SurveyMonkey data shows that passengers have gotten so hooked on Uber and Lyft that the companies could raise prices further if they were so inclined, said Zander Lurie, CEO of SurveyMonkey-parent SVMK.
"People are addicted to these services," Lurie said on CNBC's "Squawk Box" on Tuesday. "This is what people want to ride."

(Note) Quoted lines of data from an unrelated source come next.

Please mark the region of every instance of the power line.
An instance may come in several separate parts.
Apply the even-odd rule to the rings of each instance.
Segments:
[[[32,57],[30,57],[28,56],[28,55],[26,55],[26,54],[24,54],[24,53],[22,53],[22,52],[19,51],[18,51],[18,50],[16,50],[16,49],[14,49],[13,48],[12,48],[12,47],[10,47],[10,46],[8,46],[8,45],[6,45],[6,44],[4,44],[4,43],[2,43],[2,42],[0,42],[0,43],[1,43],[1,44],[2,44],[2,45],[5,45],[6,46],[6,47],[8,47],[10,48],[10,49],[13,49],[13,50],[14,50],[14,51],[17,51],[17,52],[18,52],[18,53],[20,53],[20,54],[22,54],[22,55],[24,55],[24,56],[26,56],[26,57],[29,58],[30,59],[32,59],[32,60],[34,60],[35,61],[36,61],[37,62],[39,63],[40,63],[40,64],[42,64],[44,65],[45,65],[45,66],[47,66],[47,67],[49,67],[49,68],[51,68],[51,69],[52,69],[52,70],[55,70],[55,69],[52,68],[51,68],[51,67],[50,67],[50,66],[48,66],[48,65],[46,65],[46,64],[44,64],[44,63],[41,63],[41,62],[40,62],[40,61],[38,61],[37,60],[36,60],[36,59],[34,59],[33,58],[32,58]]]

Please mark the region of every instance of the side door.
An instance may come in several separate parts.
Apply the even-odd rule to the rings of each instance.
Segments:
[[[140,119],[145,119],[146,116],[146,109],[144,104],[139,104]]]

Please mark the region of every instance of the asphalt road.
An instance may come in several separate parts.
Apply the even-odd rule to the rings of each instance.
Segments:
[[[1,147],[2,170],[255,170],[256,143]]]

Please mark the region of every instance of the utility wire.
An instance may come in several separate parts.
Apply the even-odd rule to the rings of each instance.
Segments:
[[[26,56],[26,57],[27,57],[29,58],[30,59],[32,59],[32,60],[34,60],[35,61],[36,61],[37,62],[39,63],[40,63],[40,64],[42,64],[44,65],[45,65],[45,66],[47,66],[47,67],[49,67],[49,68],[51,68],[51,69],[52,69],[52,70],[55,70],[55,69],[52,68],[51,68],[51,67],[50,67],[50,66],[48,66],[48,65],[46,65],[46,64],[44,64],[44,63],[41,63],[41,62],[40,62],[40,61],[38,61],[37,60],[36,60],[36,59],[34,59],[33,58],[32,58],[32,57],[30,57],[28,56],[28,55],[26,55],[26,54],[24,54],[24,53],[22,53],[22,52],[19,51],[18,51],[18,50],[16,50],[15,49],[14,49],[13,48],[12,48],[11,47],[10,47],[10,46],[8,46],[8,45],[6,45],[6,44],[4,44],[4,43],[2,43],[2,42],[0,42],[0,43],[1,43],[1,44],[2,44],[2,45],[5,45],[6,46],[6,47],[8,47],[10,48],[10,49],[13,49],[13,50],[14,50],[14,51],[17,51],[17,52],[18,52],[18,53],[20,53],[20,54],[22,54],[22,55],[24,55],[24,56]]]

According to a SurveyMonkey survey conducted in December, people in New York City and London like ride-hailing apps over taxis. Fifty-five percent of New Yorkers prefer Uber and Lyft. Londoners prefer Uber by 48%.
Lurie said the survey was being completed as Uber was releasing earlier this month a report that acknowledged 5,981 reports of sexual abuse between riders and drivers on the service between 2017 and 2018. Allegations of sexual assaults during Uber rides have piled up in recent years. Other ride-hailing companies, including Lyft, have faced similar allegations.
Citing a "pattern of failures" on safety, such as allowing unauthorized drivers to upload their photos to other Uber driver accounts, London regulators in November stripped the company's license to operate in the city. Uber is appealing.
"Investors are trying to figure out, 'Are these durable business models with sustainable unit?" Lurie said. "If you find you can't generate a profit, you're going to raise prices because you're not going to go out of business."
Uber's and Lyft's popularity with consumers has not helped pad its pocketbooks. Uber reported a net loss of $1.6 billion in its third quarter, and Lyft reported a net loss of $463.5 million during Q3.
Analysts generally agree with Lurie's thesis that prices will continue to increase as companies begin to focus on profits rather than just growth in revenue and market share.
"Belts are getting tightened," said Gene Munster, who was one of Wall Street's top technology analysts before helping start the venture capital and research firm Loup Ventures. "We're starting to see some increase in pricing from Lyft and Uber the past six months and would expect other gig economy and service-related companies to follow."
Logan Green, CEO of Lyft, told investors last week that it implemented "modest pricing increases" over the last two quarters, which he said were matched by competitors.
Lyft's IPO was priced in March at $72 per share. The stock closed Monday at just over $45. Uber went public in May at $45 per share. The stock closed Monday at nearly $27.